DIANA HU: And it took a while until there were algorithms that were promising. It wasn’t until 2012 when AlexNet came out. And that was the second part of the equation with getting to AI was getting the compute and throwing enough at it and algorithms. Tell us about what was that moment where you started to see, oh, you seeded it with data. And now people started, the community started to figure more things out for AI, right?

DR. FEI-FEI LI: So between 2009 we published this tiny little CVPR poster. In 2009-2012, AlexNet, that there were three years that we really believe that data will drive AI, but we had very little signal in terms of if that was working.

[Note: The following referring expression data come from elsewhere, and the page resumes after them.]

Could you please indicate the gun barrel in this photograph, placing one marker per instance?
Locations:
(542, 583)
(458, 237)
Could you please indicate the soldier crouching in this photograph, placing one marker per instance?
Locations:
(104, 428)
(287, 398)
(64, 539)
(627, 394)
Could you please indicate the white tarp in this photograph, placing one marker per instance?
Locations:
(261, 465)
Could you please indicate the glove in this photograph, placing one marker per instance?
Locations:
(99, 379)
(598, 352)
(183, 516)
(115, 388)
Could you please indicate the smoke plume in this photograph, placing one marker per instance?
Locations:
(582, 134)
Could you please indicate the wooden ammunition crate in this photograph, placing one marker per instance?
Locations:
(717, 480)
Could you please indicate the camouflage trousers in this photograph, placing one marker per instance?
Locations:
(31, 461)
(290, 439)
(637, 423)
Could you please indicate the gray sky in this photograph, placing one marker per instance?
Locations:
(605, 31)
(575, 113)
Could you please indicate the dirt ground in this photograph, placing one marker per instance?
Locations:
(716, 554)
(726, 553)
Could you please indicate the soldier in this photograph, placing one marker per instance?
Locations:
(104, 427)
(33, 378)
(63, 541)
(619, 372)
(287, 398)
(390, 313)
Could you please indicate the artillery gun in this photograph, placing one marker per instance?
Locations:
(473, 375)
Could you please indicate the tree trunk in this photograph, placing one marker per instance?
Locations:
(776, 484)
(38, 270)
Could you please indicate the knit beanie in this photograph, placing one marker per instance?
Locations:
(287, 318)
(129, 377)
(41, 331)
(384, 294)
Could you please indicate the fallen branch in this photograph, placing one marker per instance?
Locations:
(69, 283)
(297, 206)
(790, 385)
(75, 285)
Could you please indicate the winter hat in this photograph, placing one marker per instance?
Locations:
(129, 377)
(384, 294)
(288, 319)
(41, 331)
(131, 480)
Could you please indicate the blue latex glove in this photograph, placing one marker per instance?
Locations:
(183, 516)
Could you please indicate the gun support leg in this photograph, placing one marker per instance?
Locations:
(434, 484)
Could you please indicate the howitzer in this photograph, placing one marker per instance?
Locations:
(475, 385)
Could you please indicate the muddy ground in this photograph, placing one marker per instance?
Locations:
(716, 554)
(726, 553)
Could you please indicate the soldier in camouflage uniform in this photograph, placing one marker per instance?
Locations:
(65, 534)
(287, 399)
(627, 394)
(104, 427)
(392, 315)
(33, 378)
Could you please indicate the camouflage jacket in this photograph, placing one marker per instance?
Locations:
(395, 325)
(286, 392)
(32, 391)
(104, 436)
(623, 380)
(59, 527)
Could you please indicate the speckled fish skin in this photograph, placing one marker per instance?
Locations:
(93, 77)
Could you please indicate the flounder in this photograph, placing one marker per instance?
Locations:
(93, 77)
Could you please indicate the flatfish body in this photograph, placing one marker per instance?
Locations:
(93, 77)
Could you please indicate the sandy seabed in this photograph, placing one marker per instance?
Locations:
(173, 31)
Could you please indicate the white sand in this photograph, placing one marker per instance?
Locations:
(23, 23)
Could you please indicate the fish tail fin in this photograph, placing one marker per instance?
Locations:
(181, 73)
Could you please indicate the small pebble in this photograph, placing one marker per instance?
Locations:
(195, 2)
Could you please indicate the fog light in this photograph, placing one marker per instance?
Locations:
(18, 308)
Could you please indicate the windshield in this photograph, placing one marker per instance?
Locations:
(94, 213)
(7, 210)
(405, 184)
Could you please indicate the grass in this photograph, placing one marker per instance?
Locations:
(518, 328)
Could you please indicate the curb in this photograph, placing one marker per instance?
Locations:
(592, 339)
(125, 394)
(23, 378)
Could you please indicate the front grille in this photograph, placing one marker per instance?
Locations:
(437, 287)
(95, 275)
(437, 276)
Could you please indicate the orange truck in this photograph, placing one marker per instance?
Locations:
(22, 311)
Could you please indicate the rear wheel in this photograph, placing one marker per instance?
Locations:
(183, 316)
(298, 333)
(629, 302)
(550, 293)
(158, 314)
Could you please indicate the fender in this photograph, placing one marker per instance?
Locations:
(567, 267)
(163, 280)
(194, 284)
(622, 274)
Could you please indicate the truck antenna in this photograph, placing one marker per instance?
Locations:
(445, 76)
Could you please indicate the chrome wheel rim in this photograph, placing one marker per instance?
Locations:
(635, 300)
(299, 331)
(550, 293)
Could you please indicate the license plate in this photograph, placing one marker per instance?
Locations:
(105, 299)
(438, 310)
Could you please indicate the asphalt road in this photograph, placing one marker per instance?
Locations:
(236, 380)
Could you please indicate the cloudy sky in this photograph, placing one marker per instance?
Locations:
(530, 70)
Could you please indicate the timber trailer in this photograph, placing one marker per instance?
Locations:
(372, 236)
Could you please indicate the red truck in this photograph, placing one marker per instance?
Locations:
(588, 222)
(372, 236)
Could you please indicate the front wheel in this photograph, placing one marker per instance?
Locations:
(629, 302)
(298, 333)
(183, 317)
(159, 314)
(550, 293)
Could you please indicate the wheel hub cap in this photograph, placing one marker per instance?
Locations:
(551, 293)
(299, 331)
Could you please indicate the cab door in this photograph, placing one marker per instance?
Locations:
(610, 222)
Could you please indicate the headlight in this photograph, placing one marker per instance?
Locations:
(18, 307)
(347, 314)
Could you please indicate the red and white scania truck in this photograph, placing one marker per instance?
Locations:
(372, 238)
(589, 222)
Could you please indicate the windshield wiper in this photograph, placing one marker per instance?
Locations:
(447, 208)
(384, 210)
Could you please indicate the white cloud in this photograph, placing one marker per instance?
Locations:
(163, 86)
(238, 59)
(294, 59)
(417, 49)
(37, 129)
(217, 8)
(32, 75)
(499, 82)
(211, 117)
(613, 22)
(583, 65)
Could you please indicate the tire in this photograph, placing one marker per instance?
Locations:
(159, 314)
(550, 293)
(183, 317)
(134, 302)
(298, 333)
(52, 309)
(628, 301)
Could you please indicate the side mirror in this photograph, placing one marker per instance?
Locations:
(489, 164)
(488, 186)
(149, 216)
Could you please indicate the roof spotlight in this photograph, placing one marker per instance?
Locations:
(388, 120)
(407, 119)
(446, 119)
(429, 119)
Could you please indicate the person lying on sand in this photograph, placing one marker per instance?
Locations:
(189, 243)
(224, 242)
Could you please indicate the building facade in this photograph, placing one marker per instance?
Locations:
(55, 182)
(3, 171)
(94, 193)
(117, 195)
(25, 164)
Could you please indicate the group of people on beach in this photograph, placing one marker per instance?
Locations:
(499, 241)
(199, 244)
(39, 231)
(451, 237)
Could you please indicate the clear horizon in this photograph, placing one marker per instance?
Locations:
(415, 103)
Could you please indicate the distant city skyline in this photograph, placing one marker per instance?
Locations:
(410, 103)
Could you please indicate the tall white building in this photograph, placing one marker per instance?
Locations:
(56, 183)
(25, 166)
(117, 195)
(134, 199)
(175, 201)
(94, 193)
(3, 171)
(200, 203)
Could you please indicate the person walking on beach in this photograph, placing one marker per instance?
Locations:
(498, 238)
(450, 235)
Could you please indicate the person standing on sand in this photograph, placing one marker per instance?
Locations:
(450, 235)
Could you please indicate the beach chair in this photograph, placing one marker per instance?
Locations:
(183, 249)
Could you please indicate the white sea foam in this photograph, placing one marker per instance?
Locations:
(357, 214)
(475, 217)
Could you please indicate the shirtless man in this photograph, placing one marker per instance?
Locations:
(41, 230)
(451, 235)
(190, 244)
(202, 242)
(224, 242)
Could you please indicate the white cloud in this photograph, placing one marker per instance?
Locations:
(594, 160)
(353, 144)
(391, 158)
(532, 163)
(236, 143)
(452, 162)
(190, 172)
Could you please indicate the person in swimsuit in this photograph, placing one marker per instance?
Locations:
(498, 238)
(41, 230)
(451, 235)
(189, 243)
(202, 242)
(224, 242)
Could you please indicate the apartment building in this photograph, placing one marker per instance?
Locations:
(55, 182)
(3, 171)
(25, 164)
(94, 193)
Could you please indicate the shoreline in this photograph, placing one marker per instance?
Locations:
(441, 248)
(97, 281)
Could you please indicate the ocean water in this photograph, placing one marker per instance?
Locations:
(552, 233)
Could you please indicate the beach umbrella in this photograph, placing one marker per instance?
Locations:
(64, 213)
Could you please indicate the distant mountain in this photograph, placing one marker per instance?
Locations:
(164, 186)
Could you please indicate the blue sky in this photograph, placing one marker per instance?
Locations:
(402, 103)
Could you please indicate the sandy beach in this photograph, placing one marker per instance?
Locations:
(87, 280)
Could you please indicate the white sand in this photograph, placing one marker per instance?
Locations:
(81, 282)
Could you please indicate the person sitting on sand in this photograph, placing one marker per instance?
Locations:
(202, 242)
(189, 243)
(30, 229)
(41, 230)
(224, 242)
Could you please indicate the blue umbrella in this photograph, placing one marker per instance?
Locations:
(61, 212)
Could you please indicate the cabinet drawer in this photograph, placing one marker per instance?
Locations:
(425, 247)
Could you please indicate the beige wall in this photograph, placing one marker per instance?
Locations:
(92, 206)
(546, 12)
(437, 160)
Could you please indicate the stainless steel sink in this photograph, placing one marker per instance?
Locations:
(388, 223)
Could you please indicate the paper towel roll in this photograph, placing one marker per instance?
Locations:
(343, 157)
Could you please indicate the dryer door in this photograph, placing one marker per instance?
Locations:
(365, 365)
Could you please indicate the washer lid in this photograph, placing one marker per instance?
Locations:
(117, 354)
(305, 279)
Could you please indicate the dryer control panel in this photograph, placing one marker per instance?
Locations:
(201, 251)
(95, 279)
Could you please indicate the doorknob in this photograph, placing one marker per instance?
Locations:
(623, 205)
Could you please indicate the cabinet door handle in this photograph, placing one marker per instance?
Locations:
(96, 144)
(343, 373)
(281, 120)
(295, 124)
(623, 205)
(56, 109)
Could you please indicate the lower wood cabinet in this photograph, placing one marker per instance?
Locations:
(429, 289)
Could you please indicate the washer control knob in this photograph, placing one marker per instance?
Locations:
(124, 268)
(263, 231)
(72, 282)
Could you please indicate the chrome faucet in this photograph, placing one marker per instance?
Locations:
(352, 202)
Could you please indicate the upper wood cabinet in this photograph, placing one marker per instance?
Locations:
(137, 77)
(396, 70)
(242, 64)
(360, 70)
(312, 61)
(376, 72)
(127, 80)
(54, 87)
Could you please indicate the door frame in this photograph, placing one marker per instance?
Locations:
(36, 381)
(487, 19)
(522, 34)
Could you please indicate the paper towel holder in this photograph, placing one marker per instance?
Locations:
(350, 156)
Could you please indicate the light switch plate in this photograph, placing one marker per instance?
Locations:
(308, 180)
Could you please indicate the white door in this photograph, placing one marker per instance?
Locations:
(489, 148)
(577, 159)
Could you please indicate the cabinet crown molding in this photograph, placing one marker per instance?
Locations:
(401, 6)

So we did a couple of things. One is we open sourced, we believed from the get go we have to open source this to the entire research community for everybody to work on this. The other thing we did is we created a challenge because we want the whole world’s smartest students and researchers to work on this problem. So that was what we call the ImageNet Challenge.

So every year we release a testing data set. Well, the whole ImageNet is there for training, but we release testing and then we invite everybody openly to participate. And then the first couple of years was really setting the baseline. You know, the performance was in a 30% error rate. It wasn’t zero or I mean it wasn’t completely random, but it wasn’t that great.

But the third year, 2012, I wrote this in a book that I published, but I still remember it was around the end of summer that we were taking all the results of ImageNet challenge and running it on our servers. And I remember it was late night one day I got a ping from my graduate student. I was home and said, we got a result that really, really stand out and you should take a look.

And we looked into it. It was convolutional neural network. It wasn’t called AlexNet at that time. That team, that Geoff Hinton team, was called Super Vision.